電氣アジール日録

自称売文プロ(レタリアート)葦原骸吉(佐藤賢二)のブログ。過去の仕事の一部は「B級保存版」に再録。

オタクにとっては史実の悲劇性さえ同人誌のネタ

上記の3年前の記事で書いてたような「男の子の好きな趣味と少女キャラの融合」といえば「艦これ」なのだが、この作品が「正義で強くてカッコいい大日本帝国バンザイ!!」という心情の育成に一役買ってるかというと、少し疑問を感じてきた。
どうも艦これのシリアスな二次創作を読むと、描き手が真面目に史実を意識した作品ほど、艦娘が前世で撃沈されたときのトラウマだの、仲のよかった僚艦が一人また一人と撃沈してくだの、戦争が終わって平和になったけど戦友は還ってこないとか、史実の陰惨さを反映した悲劇性の高い作品が多い。
そりゃ敗北した戦争で、連合艦隊のほとんどの艦は沈んだんだから当然だが。
しかしその手の二次創作をみてると、遠からず「特攻隊が題材のBL」が流行するまであと一歩じゃないか? と本気で思う。
おい待て! 石を投げるな! 歴史物で腐女子が大好きなネタといえば、それこそ『三国志』の武将とか新撰組とか、男ばっかりが結束した集団での、戦友、主従、ライバル等々の男同士の熱い絆と相場が決まっている。
いわんや、新撰組やら白虎隊のように、劣勢に置かれて滅びを前にした集団の結束と来れば、悲劇的なロマンを感じる人は多い。

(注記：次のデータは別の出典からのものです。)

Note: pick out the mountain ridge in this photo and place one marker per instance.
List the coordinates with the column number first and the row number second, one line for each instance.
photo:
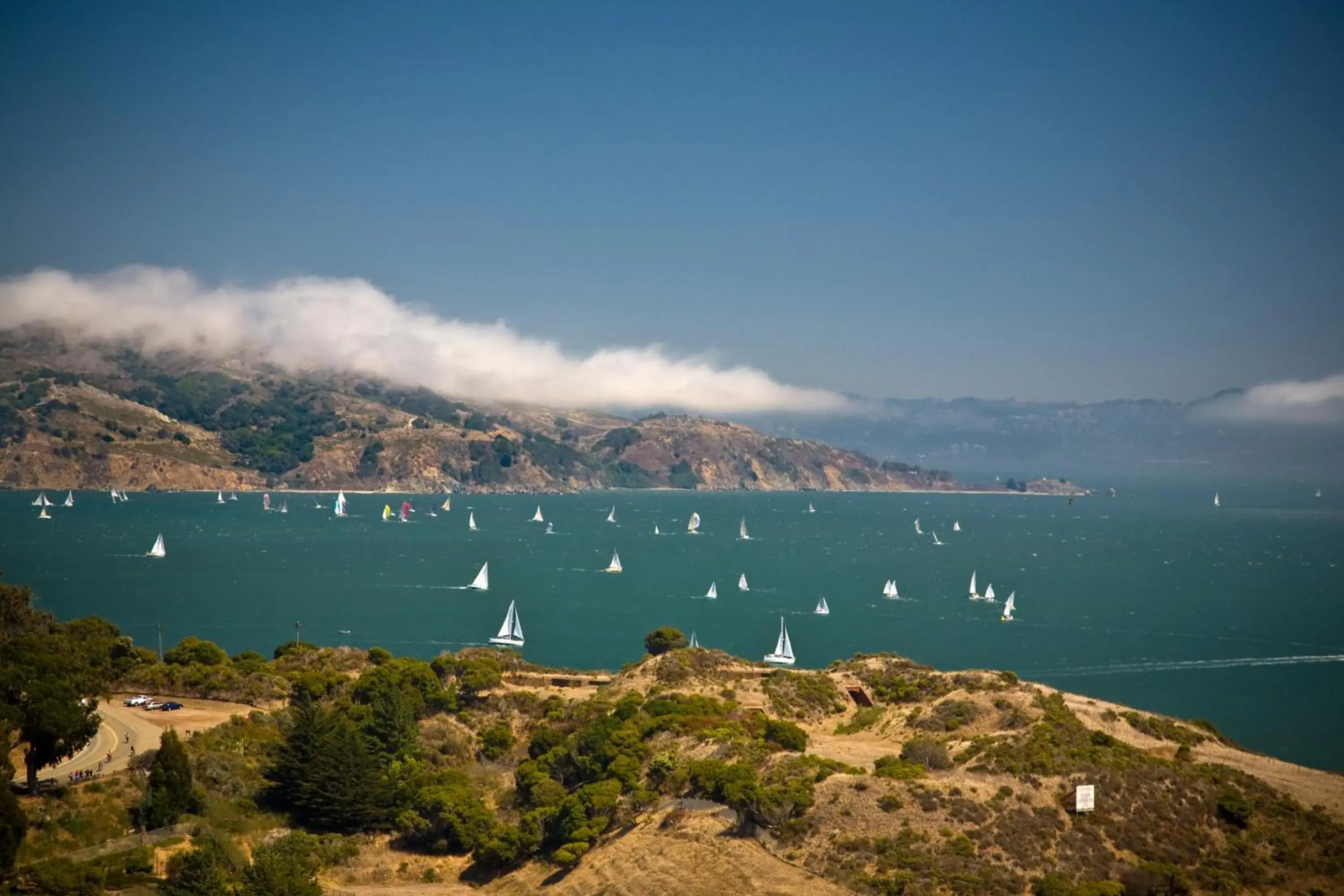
column 88, row 416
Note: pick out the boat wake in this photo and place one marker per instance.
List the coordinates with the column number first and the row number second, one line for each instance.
column 1180, row 665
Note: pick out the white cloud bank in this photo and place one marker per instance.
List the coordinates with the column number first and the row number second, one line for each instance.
column 1288, row 402
column 351, row 326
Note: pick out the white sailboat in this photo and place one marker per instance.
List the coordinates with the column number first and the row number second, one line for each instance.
column 510, row 633
column 783, row 655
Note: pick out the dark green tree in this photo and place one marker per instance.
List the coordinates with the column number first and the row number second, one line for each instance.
column 170, row 794
column 663, row 640
column 195, row 874
column 330, row 774
column 283, row 868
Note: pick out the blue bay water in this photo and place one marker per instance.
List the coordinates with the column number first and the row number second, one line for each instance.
column 1154, row 598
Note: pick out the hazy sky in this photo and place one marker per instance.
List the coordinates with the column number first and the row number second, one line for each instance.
column 1068, row 201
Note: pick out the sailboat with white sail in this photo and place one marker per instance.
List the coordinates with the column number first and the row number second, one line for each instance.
column 783, row 655
column 510, row 633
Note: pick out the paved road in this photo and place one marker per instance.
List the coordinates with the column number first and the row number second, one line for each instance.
column 123, row 728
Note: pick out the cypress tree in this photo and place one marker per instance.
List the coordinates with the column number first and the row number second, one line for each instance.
column 170, row 785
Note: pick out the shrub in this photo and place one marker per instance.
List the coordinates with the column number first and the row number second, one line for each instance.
column 898, row 769
column 930, row 754
column 1234, row 809
column 496, row 741
column 787, row 735
column 663, row 640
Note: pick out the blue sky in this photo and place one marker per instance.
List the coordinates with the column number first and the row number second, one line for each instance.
column 1039, row 201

青春をなげうって滅びゆく大日本帝国に殉じる若い男たち同士の熱い友情――三島由紀夫なら大喜びしそうだ。
海軍出身の笠原和夫も、男ばかりが乗った軍艦じゃホモセクハラは日常茶飯事だったと証言してる。倒錯退廃耽美系の女子にはナチスも人気が高いが、講談社選書メチエの『愛と欲望のナチズム』(isbn:4062585367)を読むと、実際にSSは男ばかりで結束した男尊女卑的な集団だったのでほっとくとホモの巣窟になる気風があり、ヒムラーは何かと親衛隊員に女をあてがうよう計らっていた模様。
当然「特攻隊員のBLなど英霊への冒涜!」と怒る向きもあるだろうが、帝国海軍の艦艇を女の子にして「被弾大破したら服がポロリ」なんてゲーム内容のうえ、そのキャラの百合二次創作を楽しんでいる時点で、文句を言う資格はないだろう。